The new law removes the burden of proof that weighed down families like the Kepners, and was years in the making, Ruiz said. One of the primary hurdles he faced was a lack of definitive scientific proof to link illnesses with exposure to burn pits.

“There were hundreds of toxic chemicals, and there were known carcinogens, tested from the soils near the burn pits due to the smoke,” Ruiz said. “We do not have time for the 20-year double-cohort, longitudinal study to prove causality. … In this case, there was enough scientific suspicion and evidence in the literature and through the medical practice, that burn pits were causing a severe enough illness — people were dying, and still are — that we need to act on it.”

Six open-air burn pits remain in operation across Syria, Yemen, Iraq, Egypt and Chad, according to Ruiz’s office. Roughly 70% of disability claims related to burn pit exposure are denied by Veterans Affairs, which has cited a lack of evidence, scientific data and information from the Defense Department.

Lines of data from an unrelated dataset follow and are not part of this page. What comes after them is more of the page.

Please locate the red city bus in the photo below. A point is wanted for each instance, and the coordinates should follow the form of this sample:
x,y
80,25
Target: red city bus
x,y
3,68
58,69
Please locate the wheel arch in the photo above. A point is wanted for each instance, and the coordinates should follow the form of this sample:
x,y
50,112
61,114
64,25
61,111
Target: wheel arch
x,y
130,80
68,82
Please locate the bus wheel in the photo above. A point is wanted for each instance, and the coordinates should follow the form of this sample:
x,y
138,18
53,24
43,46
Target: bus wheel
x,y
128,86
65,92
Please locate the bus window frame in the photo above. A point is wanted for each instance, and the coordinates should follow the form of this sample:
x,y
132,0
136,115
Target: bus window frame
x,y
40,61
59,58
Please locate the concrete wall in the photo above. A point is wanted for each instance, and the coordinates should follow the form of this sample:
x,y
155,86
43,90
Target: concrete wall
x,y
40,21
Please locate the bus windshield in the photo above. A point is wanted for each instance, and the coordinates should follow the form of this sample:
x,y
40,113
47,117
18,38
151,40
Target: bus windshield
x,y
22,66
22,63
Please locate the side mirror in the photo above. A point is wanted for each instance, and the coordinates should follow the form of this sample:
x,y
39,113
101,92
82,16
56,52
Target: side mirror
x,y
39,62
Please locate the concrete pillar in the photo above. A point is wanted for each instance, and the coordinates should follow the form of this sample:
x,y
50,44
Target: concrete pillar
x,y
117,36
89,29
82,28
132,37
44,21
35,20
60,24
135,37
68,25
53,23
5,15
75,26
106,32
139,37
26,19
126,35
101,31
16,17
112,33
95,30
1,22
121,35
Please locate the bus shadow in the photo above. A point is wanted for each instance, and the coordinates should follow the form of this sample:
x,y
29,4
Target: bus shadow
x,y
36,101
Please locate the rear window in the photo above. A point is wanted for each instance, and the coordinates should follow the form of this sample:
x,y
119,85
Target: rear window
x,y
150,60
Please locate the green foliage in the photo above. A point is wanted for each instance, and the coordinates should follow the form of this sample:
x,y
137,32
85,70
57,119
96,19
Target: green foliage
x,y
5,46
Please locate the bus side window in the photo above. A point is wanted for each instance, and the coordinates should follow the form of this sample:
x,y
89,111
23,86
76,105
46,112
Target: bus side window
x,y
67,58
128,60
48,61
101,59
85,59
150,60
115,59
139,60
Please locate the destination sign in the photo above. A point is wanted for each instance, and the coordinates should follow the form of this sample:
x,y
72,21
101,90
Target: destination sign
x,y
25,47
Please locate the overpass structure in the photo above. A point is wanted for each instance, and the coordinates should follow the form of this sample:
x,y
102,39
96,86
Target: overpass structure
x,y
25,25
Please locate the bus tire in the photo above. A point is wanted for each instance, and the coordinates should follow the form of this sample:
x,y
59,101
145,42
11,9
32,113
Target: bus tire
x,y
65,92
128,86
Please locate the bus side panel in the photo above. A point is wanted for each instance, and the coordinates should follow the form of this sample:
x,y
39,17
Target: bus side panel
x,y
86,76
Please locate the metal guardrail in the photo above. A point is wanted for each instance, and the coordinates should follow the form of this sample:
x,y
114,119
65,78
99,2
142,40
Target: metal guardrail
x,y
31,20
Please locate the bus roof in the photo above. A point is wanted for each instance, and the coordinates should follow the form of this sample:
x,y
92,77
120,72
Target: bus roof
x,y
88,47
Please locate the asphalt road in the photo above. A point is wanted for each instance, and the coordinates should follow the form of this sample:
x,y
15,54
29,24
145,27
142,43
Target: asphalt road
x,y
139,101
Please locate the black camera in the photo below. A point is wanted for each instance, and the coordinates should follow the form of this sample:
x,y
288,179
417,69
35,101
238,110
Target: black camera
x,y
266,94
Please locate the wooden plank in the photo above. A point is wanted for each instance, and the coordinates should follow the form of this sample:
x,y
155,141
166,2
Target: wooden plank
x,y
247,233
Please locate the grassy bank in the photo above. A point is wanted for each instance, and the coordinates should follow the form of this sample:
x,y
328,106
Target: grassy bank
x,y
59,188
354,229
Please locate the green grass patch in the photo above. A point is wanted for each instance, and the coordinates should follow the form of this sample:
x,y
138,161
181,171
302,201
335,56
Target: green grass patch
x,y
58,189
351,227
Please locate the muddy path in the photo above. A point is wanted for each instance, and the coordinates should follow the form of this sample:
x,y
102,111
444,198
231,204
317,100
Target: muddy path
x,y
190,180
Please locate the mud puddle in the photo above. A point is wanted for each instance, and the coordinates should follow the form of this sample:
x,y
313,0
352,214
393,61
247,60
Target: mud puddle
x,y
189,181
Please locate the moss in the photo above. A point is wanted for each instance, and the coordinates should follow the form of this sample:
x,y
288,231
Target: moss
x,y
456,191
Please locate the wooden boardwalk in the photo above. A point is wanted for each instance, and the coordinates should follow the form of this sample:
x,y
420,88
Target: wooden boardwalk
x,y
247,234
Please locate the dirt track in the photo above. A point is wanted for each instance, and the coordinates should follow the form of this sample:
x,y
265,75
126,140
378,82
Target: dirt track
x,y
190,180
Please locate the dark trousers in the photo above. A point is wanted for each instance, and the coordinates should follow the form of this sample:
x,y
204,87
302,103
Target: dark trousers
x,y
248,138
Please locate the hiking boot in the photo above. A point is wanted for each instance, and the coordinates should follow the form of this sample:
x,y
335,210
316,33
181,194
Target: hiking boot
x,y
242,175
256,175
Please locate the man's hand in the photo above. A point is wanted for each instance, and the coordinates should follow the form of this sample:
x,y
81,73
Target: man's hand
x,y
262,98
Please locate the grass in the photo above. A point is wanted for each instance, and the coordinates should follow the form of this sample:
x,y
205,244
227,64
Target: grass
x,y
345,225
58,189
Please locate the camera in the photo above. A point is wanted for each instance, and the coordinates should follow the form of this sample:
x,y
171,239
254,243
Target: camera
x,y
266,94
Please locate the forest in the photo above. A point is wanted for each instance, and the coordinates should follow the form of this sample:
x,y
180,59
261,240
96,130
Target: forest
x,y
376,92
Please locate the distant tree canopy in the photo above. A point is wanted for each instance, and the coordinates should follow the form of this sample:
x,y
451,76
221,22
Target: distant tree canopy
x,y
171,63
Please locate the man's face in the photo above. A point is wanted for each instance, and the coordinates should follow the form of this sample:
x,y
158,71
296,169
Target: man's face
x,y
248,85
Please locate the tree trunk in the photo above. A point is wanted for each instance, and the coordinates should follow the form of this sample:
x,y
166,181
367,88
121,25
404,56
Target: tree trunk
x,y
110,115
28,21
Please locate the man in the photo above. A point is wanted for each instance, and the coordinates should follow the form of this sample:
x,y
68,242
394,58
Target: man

“Over 3 million veterans and families will be positively impacted,” Ruiz, who authored several of the burn pit provisions, said of the new law. “Their pain and suffering will be reduced because they will have access to healthcare, and their widows and families will be taken care of because they will receive their benefits.”

The legislation, which the Senate approved 86-11 earlier this month, is considered to be the largest expansion of veterans healthcare in decades. Hundreds of thousands of Vietnam War-era veterans and survivors will also benefit from the new law. It adds hypertension, or high blood pressure, as a presumptive disease associated with Agent Orange exposure.

Senators had approved the legislation in June, but had to vote again this month to approve a technical fix. Senate Republicans then blocked the bill from advancing, saying they wanted to change another part of the legislation. The delay outraged veterans groups and advocates, including comedian Jon Stewart, many of whom camped out at the Capitol in protest.

Ruiz and Kepner said that the bill is just one step toward greater justice. Both aim to see the Department of Defense cease its practice of using burn pits altogether. In the most recent National Defense Authorization Act, Ruiz secured language that directs the agency to seek alternatives to burn pits.

“My wife kind of started the phrase, that it’s this generation’s Agent Orange, and it truly is,” Kepner said. “This bill means the world to not just me, but everyone going through what we went through. … They served their country and were exposed to ridiculous, harmful carcinogens. It’s just unacceptable.”